The first time you step into a NICU, I think it is a shocker for all new parents.
My first trip was the Monday following Miss Roxy's Saturday arrival. I was only allowed to travel by wheelchair. We stopped at the front desk and asked to be buzzed through.
After getting the okay from Roxy's nurse, we were buzzed through to a huge sink area. We scrubbed in much like you see doctors doing on television. Scrubbing all the way up to our elbows.
Our NICU was a small maze in itself. The various NICU rooms were numbered for a total of nine rooms. Each room had approximately five or six babies in it.
Roxy was in Room 4, bed E. Her room remained a semi-light place where lights were muted.

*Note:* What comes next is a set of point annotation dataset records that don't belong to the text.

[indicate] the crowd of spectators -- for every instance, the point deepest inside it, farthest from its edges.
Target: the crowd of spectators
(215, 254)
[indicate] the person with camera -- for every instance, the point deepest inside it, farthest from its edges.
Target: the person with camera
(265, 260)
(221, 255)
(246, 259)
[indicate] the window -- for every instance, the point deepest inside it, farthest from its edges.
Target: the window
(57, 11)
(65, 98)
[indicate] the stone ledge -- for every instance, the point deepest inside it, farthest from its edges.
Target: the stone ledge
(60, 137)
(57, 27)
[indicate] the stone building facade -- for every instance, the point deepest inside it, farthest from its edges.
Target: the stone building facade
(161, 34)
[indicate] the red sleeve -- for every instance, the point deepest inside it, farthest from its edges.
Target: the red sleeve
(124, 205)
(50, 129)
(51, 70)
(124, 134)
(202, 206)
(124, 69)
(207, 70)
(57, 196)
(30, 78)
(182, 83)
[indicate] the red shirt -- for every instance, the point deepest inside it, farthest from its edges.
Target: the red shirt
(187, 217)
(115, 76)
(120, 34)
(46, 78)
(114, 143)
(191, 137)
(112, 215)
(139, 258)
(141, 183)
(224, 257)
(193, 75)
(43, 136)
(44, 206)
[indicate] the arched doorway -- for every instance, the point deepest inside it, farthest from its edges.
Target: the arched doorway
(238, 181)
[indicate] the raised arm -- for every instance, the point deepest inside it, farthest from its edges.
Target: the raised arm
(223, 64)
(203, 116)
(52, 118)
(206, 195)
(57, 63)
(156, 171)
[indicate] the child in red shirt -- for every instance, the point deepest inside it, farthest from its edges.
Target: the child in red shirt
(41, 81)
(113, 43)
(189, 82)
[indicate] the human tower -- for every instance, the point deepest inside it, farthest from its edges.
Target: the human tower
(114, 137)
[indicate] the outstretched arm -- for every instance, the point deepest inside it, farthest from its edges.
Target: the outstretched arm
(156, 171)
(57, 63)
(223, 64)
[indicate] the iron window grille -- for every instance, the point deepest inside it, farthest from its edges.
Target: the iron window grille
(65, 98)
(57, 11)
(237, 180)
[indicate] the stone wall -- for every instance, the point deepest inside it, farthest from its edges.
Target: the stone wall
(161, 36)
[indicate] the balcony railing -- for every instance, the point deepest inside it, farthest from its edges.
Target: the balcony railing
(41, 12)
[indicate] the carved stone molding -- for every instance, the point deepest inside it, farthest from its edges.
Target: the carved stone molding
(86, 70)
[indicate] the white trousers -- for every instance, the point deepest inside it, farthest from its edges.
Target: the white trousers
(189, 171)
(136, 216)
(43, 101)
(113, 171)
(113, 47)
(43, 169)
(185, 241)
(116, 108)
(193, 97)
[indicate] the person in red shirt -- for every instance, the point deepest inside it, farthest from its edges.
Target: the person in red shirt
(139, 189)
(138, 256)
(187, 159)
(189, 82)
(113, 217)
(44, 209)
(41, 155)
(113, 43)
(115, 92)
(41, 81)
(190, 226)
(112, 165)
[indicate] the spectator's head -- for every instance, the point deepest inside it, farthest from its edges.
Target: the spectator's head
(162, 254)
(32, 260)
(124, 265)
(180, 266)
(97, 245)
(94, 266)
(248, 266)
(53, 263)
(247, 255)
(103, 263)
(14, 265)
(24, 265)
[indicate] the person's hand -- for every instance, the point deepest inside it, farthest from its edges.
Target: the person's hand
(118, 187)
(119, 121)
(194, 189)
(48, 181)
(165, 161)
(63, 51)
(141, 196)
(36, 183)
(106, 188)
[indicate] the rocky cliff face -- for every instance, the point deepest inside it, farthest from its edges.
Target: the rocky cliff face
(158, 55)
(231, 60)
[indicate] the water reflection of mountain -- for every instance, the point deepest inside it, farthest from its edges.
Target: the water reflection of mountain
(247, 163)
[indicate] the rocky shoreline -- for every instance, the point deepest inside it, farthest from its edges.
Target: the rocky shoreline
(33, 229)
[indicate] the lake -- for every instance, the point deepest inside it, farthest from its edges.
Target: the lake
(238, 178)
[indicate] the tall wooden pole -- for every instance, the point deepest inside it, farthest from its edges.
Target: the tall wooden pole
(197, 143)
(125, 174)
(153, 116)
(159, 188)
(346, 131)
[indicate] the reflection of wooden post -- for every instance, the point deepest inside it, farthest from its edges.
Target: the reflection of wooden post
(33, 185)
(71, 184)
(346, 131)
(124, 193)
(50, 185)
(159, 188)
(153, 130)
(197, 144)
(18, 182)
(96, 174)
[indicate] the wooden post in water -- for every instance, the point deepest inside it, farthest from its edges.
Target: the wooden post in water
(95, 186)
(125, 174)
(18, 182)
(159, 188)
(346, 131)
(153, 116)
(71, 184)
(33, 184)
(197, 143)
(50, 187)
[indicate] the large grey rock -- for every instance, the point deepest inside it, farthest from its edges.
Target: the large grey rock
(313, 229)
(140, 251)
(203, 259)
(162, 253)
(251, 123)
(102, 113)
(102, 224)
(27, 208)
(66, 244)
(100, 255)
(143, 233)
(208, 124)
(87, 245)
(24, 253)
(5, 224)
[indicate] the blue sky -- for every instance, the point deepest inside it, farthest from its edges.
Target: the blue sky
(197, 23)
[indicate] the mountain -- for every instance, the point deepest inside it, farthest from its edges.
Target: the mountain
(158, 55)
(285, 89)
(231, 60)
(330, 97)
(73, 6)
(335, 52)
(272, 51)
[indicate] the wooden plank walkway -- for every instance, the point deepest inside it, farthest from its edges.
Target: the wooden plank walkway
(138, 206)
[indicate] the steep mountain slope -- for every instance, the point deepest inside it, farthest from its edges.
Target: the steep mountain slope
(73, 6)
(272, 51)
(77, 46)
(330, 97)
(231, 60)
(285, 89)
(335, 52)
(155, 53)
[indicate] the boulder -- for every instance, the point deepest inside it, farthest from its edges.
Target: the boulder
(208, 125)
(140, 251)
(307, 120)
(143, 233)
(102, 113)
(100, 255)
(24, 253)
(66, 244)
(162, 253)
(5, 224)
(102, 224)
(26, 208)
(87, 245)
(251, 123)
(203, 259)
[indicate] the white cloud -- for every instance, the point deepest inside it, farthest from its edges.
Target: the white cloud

There four incubators and a crib all lined up against one wall. The opposite wall had a window that opened into the central area of the NICU where doctors would gather.
You could hear various dings and alarms sounding throughout the NICU; some muted, others louder and more urgent. The nurses would quietly, but quickly attend to the baby whose monitor was bleeping.
As I walked down the aisle of babies that first time, I found my little one asleep and bundled in the last isolette. She was even tinier than I remember and there were so many cords. She had heart and oxygen monitors attached. Little did I know then that it was no where near the number of cords she would be attached to throughout her stay.
Her tiny diaper was the only thing she was allowed to wear. Her skin was way to fragile to be dressed. We were instructed to gently pat her, not rub. Her skin was too sensitive and it would be sensory overload for her.
I couldn't help myself. I cried. With my index finger inside the isolette barely touching her hand for fear of hurting her, I wondered what I did so wrong to have my baby stuck in such a place. Its a vision that can take your breath away. The unexpected of an expected childbirth.